The Gate of Horn stood at the bottom of a devastation of stone.  Broken bricks, pillars and statues lay scattered to every side, along with half an ancient staircase, still clinging to the side of what must have been a subterranean crypt or vault.  The stars were high overhead, only partially visible through the remains of some multi-level structure, and Trist was certain he was well beneath the ground.  If it had not been for Auberon’s Boon, allowing him to see in darkness as easily as light, and the way that Trist no longer needed to rely upon mortal sight, he would have been lost in the lightless murk.

The Gate of Horn was roughly circular in shape, with a base of white stone, perhaps marble, resting on the ground.  The edges of the stone reached up in gentle curves to either side, cradling a circular hoop or ring.  The substance of the Gate itself was not one color, but, like the horns of a hart laid low by the hunters in Trist’s youth, striated and shaded, as if it were a thing grown, not built.

Above him, and above the Gate, the Sun Eater’s wings spread, and its serpentine neck lashed, jaws wide.  Trist could not see Acrasia, but he could tell exactly what she had done to get Sammāʾēl’s attention.

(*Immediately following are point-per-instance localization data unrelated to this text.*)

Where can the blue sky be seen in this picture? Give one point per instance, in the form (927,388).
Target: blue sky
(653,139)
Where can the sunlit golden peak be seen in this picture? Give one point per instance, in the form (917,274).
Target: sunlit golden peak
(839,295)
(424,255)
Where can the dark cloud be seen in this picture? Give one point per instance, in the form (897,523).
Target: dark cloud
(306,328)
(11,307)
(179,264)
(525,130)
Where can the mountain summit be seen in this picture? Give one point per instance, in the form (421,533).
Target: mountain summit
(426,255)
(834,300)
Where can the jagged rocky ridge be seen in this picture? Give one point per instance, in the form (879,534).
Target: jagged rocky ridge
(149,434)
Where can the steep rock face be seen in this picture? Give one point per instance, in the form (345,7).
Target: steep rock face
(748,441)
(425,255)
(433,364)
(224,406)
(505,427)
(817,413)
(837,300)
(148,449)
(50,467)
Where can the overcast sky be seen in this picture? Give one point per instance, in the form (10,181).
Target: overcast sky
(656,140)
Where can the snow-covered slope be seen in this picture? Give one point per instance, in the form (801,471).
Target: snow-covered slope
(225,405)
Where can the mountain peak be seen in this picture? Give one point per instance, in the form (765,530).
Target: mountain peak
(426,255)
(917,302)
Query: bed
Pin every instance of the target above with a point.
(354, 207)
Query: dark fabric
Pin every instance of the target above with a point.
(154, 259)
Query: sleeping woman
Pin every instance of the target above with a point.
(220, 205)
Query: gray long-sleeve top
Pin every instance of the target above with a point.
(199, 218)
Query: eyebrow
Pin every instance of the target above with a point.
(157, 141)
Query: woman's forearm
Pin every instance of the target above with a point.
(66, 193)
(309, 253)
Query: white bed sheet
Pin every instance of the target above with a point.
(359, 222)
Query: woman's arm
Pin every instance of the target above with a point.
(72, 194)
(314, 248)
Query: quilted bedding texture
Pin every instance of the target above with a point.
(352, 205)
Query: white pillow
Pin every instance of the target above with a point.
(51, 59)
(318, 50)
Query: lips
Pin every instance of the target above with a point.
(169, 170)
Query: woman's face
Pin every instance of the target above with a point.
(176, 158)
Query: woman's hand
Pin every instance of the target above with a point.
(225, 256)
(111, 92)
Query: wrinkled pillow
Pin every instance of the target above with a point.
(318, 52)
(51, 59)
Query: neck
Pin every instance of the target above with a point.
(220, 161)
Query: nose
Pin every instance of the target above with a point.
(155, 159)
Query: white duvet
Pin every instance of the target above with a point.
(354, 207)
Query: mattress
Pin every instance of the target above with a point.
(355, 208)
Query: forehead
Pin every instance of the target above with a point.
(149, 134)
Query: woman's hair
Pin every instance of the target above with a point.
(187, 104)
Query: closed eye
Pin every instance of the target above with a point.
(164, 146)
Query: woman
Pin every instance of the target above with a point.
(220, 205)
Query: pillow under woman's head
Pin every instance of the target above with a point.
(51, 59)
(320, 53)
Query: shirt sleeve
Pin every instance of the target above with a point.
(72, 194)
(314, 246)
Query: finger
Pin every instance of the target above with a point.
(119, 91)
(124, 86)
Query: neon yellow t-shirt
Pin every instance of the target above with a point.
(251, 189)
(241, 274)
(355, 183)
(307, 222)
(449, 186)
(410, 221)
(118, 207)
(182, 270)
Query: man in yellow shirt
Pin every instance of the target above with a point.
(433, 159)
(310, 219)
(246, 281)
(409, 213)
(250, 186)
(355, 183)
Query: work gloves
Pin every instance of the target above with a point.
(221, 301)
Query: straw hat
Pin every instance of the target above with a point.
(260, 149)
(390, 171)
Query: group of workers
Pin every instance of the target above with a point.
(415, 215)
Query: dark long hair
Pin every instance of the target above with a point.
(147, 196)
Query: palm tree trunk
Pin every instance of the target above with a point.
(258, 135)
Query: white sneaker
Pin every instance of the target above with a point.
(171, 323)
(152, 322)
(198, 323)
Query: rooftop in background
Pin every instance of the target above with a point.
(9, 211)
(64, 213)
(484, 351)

Moons past, when Trist had gone into the Ardenwood to brave the Chapelle de Camiel, where Acrasia had fled after killing his brother, he had fought his own shadow, animated by the faerie’s magic.  Now, a shadow equally as massive as the daemon itself stretched its own dark wings, facing down Sammāʾēl.  Trist had overcome such a trick once before, and he had no illusion that the Sun Eater would lose, but all he needed was a moment.

Trist turned back to the Gate, raised his longsword above his head, and then brought it down.  The Gate of Horn cracked, parted beneath his swing, and then exploded in a blast of blue flame.